In Europe, Credit Suisse agreed in October to pay about 109.5 million euros ($117 million) to Italian authorities to resolve a probe into the bank's use of insurance policies allegedly designed to help clients evade taxes, five years after paying 150 million euros to settle a tax evasion dispute with the German government.

Thiam, who took over the top job less than two years ago, has pledged to focus on wealth management, and has had to deal with fresh scandals and fines unrelated to tax evasion. Credit Suisse has had to defend its role in allegations of criminal fraud and negligence to the detriment of Russian and Turkish clients by former employees of its wealth management unit. The bank also agreed in December to pay a $2.48 billion civil penalty to resolve a U.S. investigation into its mortgage-backed business.

"The impact for the bank is very hard to assess right now, but generally I'd say it's a setback for every private bank when you are being investigated," said Chirantan Barua, an analyst at Sanford C. Bernstein & Co. in London. "The pressure on offshore private banking will be relentless over coming years."

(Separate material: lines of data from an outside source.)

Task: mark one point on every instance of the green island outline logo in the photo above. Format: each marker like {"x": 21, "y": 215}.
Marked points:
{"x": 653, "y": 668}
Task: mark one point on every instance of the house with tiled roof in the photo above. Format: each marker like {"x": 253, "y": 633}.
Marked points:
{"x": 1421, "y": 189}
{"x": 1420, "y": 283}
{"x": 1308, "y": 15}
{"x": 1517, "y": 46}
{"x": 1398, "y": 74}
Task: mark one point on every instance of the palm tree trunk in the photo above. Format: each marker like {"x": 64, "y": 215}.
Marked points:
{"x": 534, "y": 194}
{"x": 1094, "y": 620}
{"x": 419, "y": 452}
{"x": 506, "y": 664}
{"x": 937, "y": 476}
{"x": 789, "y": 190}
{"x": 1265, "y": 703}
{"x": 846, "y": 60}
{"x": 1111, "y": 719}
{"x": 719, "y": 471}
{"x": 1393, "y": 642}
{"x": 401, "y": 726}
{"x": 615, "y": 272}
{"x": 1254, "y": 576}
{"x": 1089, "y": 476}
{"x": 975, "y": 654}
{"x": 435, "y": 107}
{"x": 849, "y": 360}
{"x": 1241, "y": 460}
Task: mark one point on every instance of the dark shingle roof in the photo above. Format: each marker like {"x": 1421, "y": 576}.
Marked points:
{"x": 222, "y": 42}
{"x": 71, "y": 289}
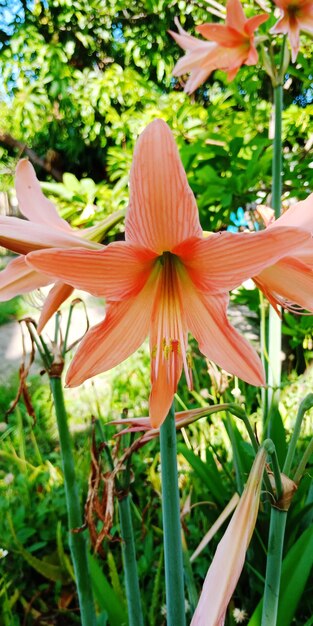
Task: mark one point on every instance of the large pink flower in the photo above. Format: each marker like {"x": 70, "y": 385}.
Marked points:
{"x": 43, "y": 228}
{"x": 289, "y": 281}
{"x": 165, "y": 279}
{"x": 230, "y": 46}
{"x": 297, "y": 15}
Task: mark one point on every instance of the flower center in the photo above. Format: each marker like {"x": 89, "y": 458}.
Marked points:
{"x": 169, "y": 328}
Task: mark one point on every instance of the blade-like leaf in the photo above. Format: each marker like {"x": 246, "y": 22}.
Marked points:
{"x": 105, "y": 595}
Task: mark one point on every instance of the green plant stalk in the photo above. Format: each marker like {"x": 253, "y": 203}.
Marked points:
{"x": 173, "y": 555}
{"x": 135, "y": 616}
{"x": 271, "y": 450}
{"x": 305, "y": 405}
{"x": 76, "y": 539}
{"x": 236, "y": 456}
{"x": 302, "y": 465}
{"x": 274, "y": 326}
{"x": 273, "y": 567}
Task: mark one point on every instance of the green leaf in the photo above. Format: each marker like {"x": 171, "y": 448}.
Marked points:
{"x": 296, "y": 570}
{"x": 46, "y": 569}
{"x": 277, "y": 433}
{"x": 71, "y": 182}
{"x": 106, "y": 597}
{"x": 205, "y": 471}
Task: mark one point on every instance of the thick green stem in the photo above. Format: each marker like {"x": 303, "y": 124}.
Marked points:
{"x": 274, "y": 333}
{"x": 277, "y": 164}
{"x": 273, "y": 567}
{"x": 302, "y": 465}
{"x": 271, "y": 450}
{"x": 305, "y": 405}
{"x": 173, "y": 556}
{"x": 135, "y": 617}
{"x": 76, "y": 539}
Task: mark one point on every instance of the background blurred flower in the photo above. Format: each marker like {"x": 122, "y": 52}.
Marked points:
{"x": 230, "y": 46}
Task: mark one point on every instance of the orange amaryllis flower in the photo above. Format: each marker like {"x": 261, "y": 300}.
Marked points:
{"x": 230, "y": 46}
{"x": 165, "y": 279}
{"x": 289, "y": 281}
{"x": 229, "y": 558}
{"x": 43, "y": 228}
{"x": 297, "y": 15}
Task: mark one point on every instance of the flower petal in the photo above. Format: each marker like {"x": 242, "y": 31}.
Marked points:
{"x": 116, "y": 272}
{"x": 32, "y": 202}
{"x": 299, "y": 215}
{"x": 18, "y": 278}
{"x": 224, "y": 35}
{"x": 288, "y": 280}
{"x": 162, "y": 209}
{"x": 254, "y": 22}
{"x": 235, "y": 16}
{"x": 224, "y": 260}
{"x": 22, "y": 236}
{"x": 197, "y": 78}
{"x": 56, "y": 296}
{"x": 218, "y": 340}
{"x": 168, "y": 341}
{"x": 122, "y": 332}
{"x": 195, "y": 60}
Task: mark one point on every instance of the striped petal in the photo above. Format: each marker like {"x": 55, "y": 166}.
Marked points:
{"x": 168, "y": 341}
{"x": 32, "y": 202}
{"x": 18, "y": 278}
{"x": 224, "y": 260}
{"x": 288, "y": 282}
{"x": 22, "y": 236}
{"x": 162, "y": 209}
{"x": 218, "y": 340}
{"x": 57, "y": 295}
{"x": 122, "y": 332}
{"x": 116, "y": 272}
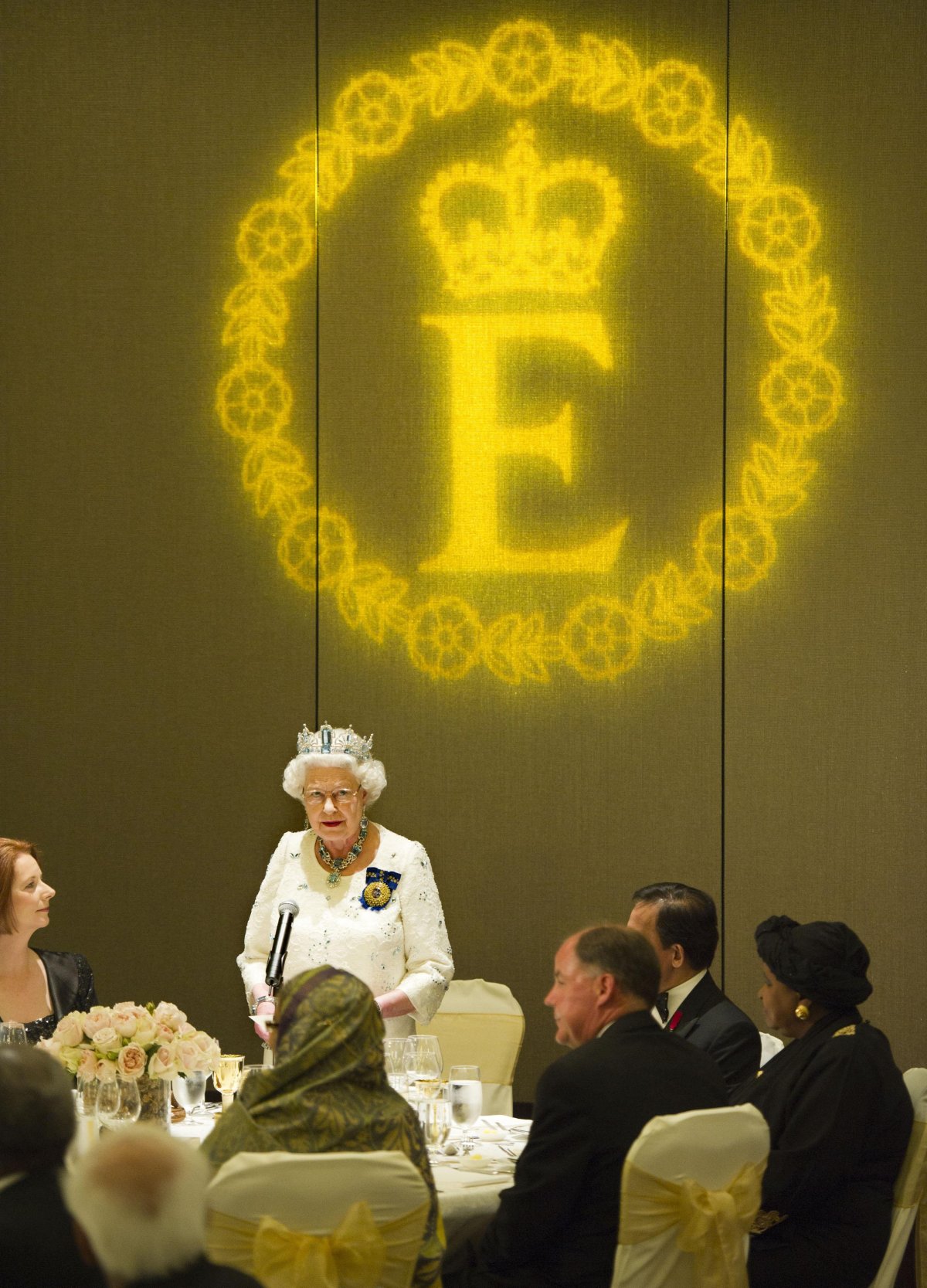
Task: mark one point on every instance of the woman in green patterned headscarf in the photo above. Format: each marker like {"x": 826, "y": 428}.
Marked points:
{"x": 328, "y": 1091}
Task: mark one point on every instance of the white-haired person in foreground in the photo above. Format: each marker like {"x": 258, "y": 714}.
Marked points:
{"x": 36, "y": 1123}
{"x": 367, "y": 899}
{"x": 139, "y": 1203}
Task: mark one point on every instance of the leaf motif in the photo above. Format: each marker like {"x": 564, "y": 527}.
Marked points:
{"x": 335, "y": 166}
{"x": 741, "y": 144}
{"x": 254, "y": 325}
{"x": 368, "y": 598}
{"x": 820, "y": 330}
{"x": 789, "y": 335}
{"x": 712, "y": 165}
{"x": 260, "y": 297}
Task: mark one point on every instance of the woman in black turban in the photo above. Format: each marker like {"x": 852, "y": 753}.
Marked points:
{"x": 837, "y": 1110}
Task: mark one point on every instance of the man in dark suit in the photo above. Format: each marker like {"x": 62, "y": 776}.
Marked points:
{"x": 36, "y": 1123}
{"x": 681, "y": 925}
{"x": 558, "y": 1225}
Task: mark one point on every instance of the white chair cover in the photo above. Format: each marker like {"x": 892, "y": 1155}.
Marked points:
{"x": 769, "y": 1046}
{"x": 676, "y": 1175}
{"x": 312, "y": 1195}
{"x": 480, "y": 1023}
{"x": 909, "y": 1188}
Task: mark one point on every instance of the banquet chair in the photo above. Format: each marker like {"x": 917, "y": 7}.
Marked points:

Credit Suisse isn't alone. Eighty Swiss banks have entered into nonprosecution agreements with the Department of Justice in return for disclosing details on how tax evasion by their banking clients worked. UBS Group AG, Switzerland's largest bank, turned over client names and paid $780 million in 2009 to settle its own dispute over tax evasion with the U.S. government.

The fresh investigations come as Credit Suisse begins implementing a new global standard for the automated exchange of information for its European locations. About 100 countries, or jurisdictions, including Switzerland, have agreed to collect data from banks to share annually with other tax authorities, making it harder for tax dodgers and money launderers to hide money with private banks.

The Netherlands has shared information about 55,000 people with accounts at a Swiss bank with authorities outside the country, spokeswoman Marieke van der Molen at the Dutch public prosecutor's office said. Information about a further 3,800 Dutch people was also received, and in the Netherlands there are "dozens of suspects," she said.

"The investigation has brought to light several thousand bank accounts opened in Switzerland that weren't declared by their owners to French tax services," the French financial prosecutor said in a statement.

The U.K. tax authority is investigating "senior employees" at a global financial institution, it said in a statement. Australia's Serious Financial Crime Taskforce said it had identified 346 of its citizens "with links to Swiss banking relationship managers alleged to have actively promoted and facilitated tax evasion schemes."

"The international reach of this investigation sends a clear message that there is no hiding place for those seeking to evade tax," the U.K. authority said in its statement.